In our earlier example, yes, there’s a 5% chance of losing more than $5 million, but how much more? VaR won’t say.
Assumptions
Historical patterns, normal distributions, model inputs… all of these can fail when markets break down.
Models are always a simplification of reality.
False sense of security
Because it looks precise, VaR can lull decision-makers into overconfidence. It’s a forecast, not a guarantee.
So, Is VaR Still Useful?
Absolutely; if you use it wisely.
VaR is like an ETA on a traffic app. It gives you an average travel time, but it can’t tell you how bad the traffic jam and ETA will be if there’s an accident or something out of the ordinary.
That’s why most risk managers pair VaR with other measures like Expected Shortfall, stress testing, or scenario analysis.
Like with pilots, they don’t look at one gauge.
At the end of the day, VaR is a model. It’s not perfect, but it’s practical, and that’s why it remains one of the most common languages of risk in finance.
VaR’s Use in Tail Risk Hedging
Discipline
Many trading firms adopt a clear, rules-based policy: hedge the 99% VaR on every trade.
In practice, this means that once the firm calculates the worst 1% loss scenario, it must purchase protection – usually in the form of out-of-the-money (OTM) options – to cap that downside.
Setting this as a baseline requirement, it means that tail risk is never left to chance or gut feel.
Why It Works
This approach enforces discipline in two ways.
First, it acknowledges that markets can always move beyond “normal” expectations, and hedges are there to catch those rare but devastating outcomes.
Second, it creates organizational clarity. Traders know that hedging isn’t optional – it’s simply standard operating procedure.
Exceptions, if allowed, require explicit approval from risk committees or senior management (e.g., the hedge is too costly or the position is too small).
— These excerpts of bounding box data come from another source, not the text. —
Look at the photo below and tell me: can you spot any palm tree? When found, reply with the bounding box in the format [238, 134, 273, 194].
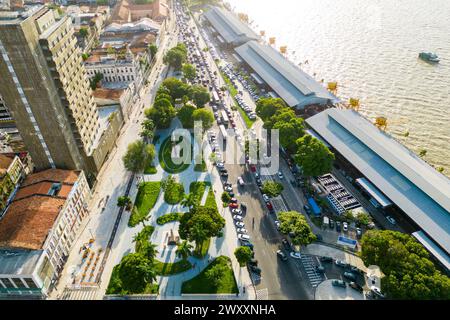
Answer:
[175, 240, 194, 260]
[180, 192, 198, 210]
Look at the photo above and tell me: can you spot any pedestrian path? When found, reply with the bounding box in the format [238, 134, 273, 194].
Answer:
[301, 254, 323, 288]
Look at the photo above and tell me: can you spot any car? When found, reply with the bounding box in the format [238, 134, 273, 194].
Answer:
[334, 260, 348, 268]
[228, 202, 239, 209]
[277, 250, 287, 261]
[237, 228, 248, 234]
[319, 257, 333, 262]
[342, 222, 348, 232]
[249, 265, 261, 275]
[386, 216, 397, 225]
[331, 280, 347, 288]
[281, 238, 292, 251]
[329, 219, 334, 229]
[231, 209, 242, 215]
[315, 266, 325, 273]
[238, 233, 250, 241]
[344, 272, 356, 281]
[356, 228, 362, 239]
[235, 221, 245, 228]
[349, 281, 364, 293]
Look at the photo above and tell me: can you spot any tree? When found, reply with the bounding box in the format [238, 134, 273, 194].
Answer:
[118, 253, 156, 293]
[117, 196, 131, 208]
[175, 240, 194, 260]
[256, 98, 287, 122]
[189, 84, 211, 108]
[360, 230, 450, 300]
[273, 117, 305, 153]
[145, 99, 176, 129]
[278, 211, 316, 246]
[122, 140, 155, 173]
[294, 135, 334, 177]
[139, 119, 156, 143]
[148, 43, 158, 58]
[182, 63, 197, 81]
[234, 246, 253, 267]
[192, 109, 214, 132]
[163, 43, 187, 70]
[177, 104, 195, 129]
[262, 181, 284, 197]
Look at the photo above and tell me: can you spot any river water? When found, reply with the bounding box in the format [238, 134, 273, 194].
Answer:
[226, 0, 450, 175]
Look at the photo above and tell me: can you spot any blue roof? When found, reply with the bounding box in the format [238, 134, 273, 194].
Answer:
[306, 108, 450, 254]
[308, 198, 322, 216]
[235, 41, 338, 107]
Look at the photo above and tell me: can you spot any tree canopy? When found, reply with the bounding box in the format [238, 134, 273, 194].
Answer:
[360, 230, 450, 300]
[278, 211, 316, 246]
[122, 140, 156, 173]
[294, 135, 334, 177]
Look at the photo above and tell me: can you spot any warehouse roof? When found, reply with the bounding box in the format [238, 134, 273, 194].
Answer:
[306, 109, 450, 254]
[235, 41, 337, 107]
[205, 7, 259, 45]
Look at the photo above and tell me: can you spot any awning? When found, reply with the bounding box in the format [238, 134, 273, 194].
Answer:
[250, 72, 264, 85]
[308, 198, 322, 216]
[412, 231, 450, 270]
[356, 178, 392, 208]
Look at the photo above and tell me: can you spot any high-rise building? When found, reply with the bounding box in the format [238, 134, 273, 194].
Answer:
[0, 6, 105, 177]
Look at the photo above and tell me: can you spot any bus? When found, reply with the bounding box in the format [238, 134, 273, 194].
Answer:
[221, 110, 229, 126]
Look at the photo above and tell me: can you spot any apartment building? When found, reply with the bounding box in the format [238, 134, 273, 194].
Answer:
[0, 169, 91, 298]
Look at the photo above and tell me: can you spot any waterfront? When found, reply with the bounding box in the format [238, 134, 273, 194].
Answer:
[227, 0, 450, 175]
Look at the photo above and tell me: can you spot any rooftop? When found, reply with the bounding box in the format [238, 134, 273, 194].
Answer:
[205, 7, 259, 45]
[235, 41, 337, 107]
[306, 108, 450, 254]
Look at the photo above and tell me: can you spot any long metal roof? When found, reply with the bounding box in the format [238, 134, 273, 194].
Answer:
[204, 7, 259, 45]
[235, 41, 337, 107]
[306, 108, 450, 254]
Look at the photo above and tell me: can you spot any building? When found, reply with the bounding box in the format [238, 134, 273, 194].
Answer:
[306, 108, 450, 270]
[235, 41, 337, 109]
[0, 169, 91, 298]
[0, 6, 121, 181]
[203, 7, 259, 47]
[0, 154, 25, 218]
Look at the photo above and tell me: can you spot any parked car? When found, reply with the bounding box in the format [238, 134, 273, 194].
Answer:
[277, 250, 287, 261]
[344, 272, 356, 281]
[319, 257, 333, 262]
[331, 280, 347, 288]
[342, 222, 348, 232]
[349, 281, 364, 293]
[238, 233, 250, 241]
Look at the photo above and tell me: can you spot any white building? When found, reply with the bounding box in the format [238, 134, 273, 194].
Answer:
[0, 169, 91, 298]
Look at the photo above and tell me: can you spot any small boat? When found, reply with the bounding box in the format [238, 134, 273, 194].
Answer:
[419, 52, 439, 62]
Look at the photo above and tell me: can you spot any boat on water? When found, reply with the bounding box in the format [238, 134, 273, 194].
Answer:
[419, 52, 439, 62]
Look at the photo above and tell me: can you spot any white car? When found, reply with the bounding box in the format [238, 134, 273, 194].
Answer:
[386, 216, 397, 225]
[238, 233, 250, 241]
[231, 209, 242, 215]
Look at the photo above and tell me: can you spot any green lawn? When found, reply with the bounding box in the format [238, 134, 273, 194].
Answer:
[158, 137, 191, 173]
[106, 264, 159, 295]
[156, 212, 183, 225]
[181, 256, 239, 294]
[128, 181, 161, 227]
[154, 260, 192, 276]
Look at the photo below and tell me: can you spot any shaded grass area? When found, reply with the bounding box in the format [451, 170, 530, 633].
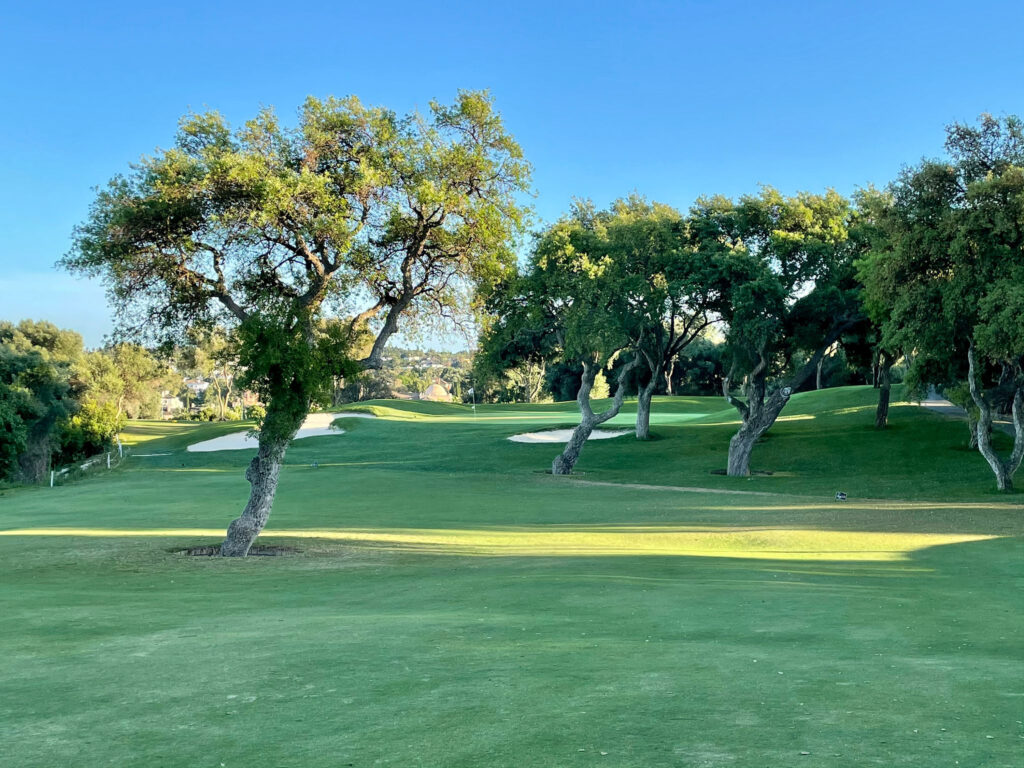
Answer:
[0, 388, 1024, 768]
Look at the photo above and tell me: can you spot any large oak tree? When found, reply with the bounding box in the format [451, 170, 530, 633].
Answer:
[688, 187, 862, 476]
[860, 115, 1024, 490]
[62, 92, 529, 556]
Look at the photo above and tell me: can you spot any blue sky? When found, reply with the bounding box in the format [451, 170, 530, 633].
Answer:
[0, 0, 1024, 345]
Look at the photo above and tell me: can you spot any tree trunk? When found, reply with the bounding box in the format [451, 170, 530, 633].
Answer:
[722, 337, 849, 477]
[726, 372, 793, 477]
[967, 415, 978, 451]
[636, 382, 657, 440]
[551, 357, 640, 475]
[874, 352, 895, 429]
[967, 342, 1024, 493]
[551, 416, 596, 475]
[220, 398, 308, 557]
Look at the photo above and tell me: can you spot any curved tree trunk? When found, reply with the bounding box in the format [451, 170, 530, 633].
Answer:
[220, 397, 308, 557]
[551, 357, 639, 475]
[636, 374, 657, 440]
[726, 373, 793, 477]
[967, 343, 1024, 493]
[874, 351, 895, 429]
[722, 337, 848, 477]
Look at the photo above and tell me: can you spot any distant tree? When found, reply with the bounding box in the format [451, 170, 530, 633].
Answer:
[0, 321, 82, 482]
[62, 92, 528, 556]
[480, 203, 644, 474]
[688, 187, 862, 476]
[860, 115, 1024, 490]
That extra hurdle discourages reckless behavior.
Practical Benefits
Capping extreme risk through OTM options protects the firm from catastrophic losses while allowing it to participate in normal market dynamics.
It also improves capital efficiency.
Regulators and counterparties are more comfortable with firms that have systematic hedging frameworks. It may even translate into better funding and trading terms.
A Culture of Preparedness
Beyond the math, such policies shape culture.
They encourage traders to think in probabilities rather than certainties, and to respect the tails of the distribution where financial careers and firms often break.
A VaR hedge policy doesn’t fully eliminate risk, but it builds resilience so the firm can survive the rare occasions when markets turn against it.
Other Approaches
There are, of course, other ways of doing things.
For example, some hedge funds have a policy where their drawdowns cannot exceed 20%.
In such a scenario, they assume all their positions perfectly correlate to 1 and set up hedges so that they hedge the appropriate amount of gross exposure for each trade.